Food Allergies and Stomachaches: 6 Ways to Sooth the Pain

Nothing gets in the way more than a rumbling tummy. You can be fine one minute, and the next the stomach pains and gurgling are too much to bear. Sometimes you realize it was something you ate while other times you are left perplexed trying to figure out what is going on. Maybe it was cross contamination, too much fiber, or too much dairy. No matter what the cause, it doesn't make it any easier. For those with a sensitive stomach from food allergies, these can be familiar feelings.

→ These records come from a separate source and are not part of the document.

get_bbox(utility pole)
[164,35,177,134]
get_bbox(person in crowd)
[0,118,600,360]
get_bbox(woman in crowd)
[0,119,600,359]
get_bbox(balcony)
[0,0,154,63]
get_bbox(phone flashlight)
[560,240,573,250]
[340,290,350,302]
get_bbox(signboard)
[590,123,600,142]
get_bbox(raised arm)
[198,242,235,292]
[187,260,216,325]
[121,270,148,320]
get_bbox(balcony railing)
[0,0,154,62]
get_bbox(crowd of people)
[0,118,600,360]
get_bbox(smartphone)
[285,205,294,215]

When you are faced with a stomachache it can leave you running for a bathroom, keep you curled up on the couch, or debilitated in bed. For many, it can impact daily living and hours that you might miss at work or at school. While you try hard to ignore the pain it is often not easy to do. Anyone with reoccurring stomachaches will attest to the fact they would try to avoid any food that might have caused this issue in the first place.

Food Allergies

Those who suffer with food allergies know way to well that cross contamination or accidental consumption of the food allergen can lead to an upset stomach, among other negative reactions. When your body is contaminated with the food allergen, it reacts by attacking the food as if it is a foreign body.  This can lead to further digestive distress, as well as other symptoms of an allergic reaction.

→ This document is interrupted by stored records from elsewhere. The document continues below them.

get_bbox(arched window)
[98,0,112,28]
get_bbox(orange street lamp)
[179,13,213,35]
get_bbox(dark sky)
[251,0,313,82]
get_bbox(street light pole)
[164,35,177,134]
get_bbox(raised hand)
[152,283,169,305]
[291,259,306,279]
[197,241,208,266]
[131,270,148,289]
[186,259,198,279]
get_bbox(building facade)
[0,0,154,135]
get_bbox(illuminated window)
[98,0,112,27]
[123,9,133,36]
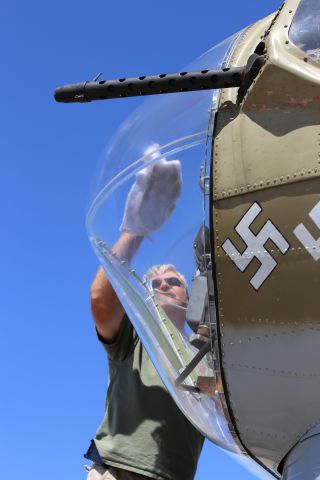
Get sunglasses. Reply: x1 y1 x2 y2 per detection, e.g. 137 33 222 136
151 277 182 289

For those with food allergies it is important that you understand the importance of food safety, how to read labels, and always be sure to ask about food ingredients and preparation when dining out.

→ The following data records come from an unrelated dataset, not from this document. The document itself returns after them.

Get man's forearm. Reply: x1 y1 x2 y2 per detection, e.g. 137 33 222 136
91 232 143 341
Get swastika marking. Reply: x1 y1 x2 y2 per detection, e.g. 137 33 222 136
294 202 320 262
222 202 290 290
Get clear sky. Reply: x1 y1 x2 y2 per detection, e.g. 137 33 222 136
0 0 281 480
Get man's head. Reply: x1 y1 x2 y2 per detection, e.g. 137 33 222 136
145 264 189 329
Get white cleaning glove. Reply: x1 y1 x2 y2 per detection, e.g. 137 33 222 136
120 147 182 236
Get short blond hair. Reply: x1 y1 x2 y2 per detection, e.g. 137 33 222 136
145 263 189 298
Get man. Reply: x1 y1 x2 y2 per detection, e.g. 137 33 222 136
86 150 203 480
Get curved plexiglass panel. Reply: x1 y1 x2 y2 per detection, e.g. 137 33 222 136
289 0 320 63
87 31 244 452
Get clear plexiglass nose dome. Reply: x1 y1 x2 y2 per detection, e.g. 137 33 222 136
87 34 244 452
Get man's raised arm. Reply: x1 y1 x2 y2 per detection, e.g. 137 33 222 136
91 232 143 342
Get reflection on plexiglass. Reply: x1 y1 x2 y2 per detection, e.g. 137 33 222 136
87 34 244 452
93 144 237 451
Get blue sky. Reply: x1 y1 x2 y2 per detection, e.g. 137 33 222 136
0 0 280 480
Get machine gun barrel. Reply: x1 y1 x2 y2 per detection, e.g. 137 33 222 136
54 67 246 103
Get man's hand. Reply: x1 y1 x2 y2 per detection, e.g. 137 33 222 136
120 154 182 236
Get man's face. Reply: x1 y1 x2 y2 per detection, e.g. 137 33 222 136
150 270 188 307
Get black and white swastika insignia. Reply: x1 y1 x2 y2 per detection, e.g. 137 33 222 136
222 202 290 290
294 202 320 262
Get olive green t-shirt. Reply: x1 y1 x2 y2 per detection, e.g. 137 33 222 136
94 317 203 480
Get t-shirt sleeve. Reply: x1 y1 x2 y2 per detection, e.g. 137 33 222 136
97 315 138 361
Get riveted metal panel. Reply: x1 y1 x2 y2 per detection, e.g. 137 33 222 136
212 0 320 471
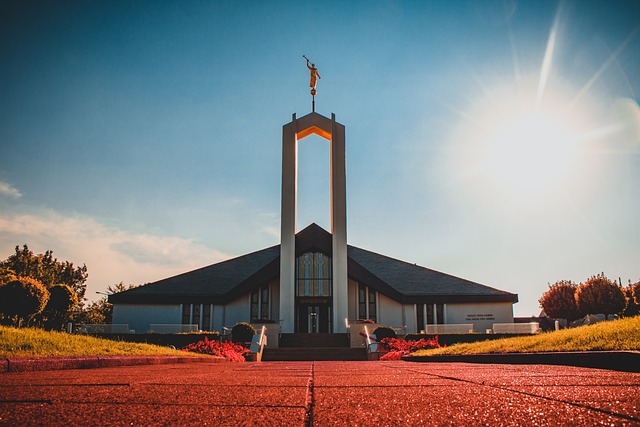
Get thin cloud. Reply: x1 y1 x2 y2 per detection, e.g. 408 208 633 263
0 181 22 199
0 211 229 299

Despite these measures sometimes the inevitable happens and symptoms of exposure to a food allergy, such as stomachaches, can occur. It is important to note that if symptoms get progressively worse, or include any difficulty breathing, that medical attention is sought right away. Working closely with an allergist, your physician or dietitian can help to reduce the incidences of allergic reactions.

Stomach Distress

Stomach distress can be painful and uncomfortable and often it is just the passage of time that helps to ease the pain. With food allergies the allergen may need to leave your system for symptoms to resolve. However, there are still many remedies that often can help to alleviate some, if not all, of the discomfort. Perhaps some of these remedies are in order to help provide relief from that nagging stomachache.

  • Chamomile Tea: Chamomile helps ease stomach pain by working as an anti-inflammatory and by relaxing the smooth muscle. As the muscle in the upper digestive tract is relaxed, the contractions that move food through it ease up and lessen the pain of cramping and spasms. A cup of hot chamomile tea may do the trick!
  • Heating Pad: Either a heating pad or a hot pack should be placed on your abdomen to help reduce pain. The heat will help to loosen and relax muscles and relieve some discomfort. Soaking in a warm bath may also help, with the heat having the same effect.
  • Mint: Mint leaves have been shown to have many health benefits including helping to relax muscles in the stomach, soothing inflamed or irritated stomaches. Digestion is improved as the mint helps bile to flow more efficiently, allowing food to be digested more quickly and letting the stomach muscles relax. A cup of peppermint tea or even a mint sucking candy can both help ease the pain.
  • Ginger Root: Ginger contains chemicals that have been found to relax smooth muscle, especially those in the intestinal tract. Consuming ginger will move food more quickly and more easily, helping to relieve stomach cramps. Ginger has also been found to relieve nausea as well. Ginger tea, ginger root or even ginger ale are all acceptable sources of ginger.
  • Seltzer and Lime: Lime has been found to aid in soothing an aching stomach.  Lime’s scent actually causes your mouth to water, increasing the production of saliva. With more saliva, an increase in digestive juices follows in the stomach. The acidity of the lime also continues to stimulate the digestive system, bile and acids. All of this help to sooth the stomach as food moves more quickly and easily through it. It is best to slice it up and add it to a glass of seltzer. While the lime soothes the stomach, the carbonation can play an additional role of causing you to burp, which can relieve stomach pressure at the same time.
  • Apple Cider Vinegar: Apple cider vinegar has been found to have an antibiotic nature, and helps to soothe the stomach and aide in digestion. It can be added to warm water and served with a teaspoon of honey.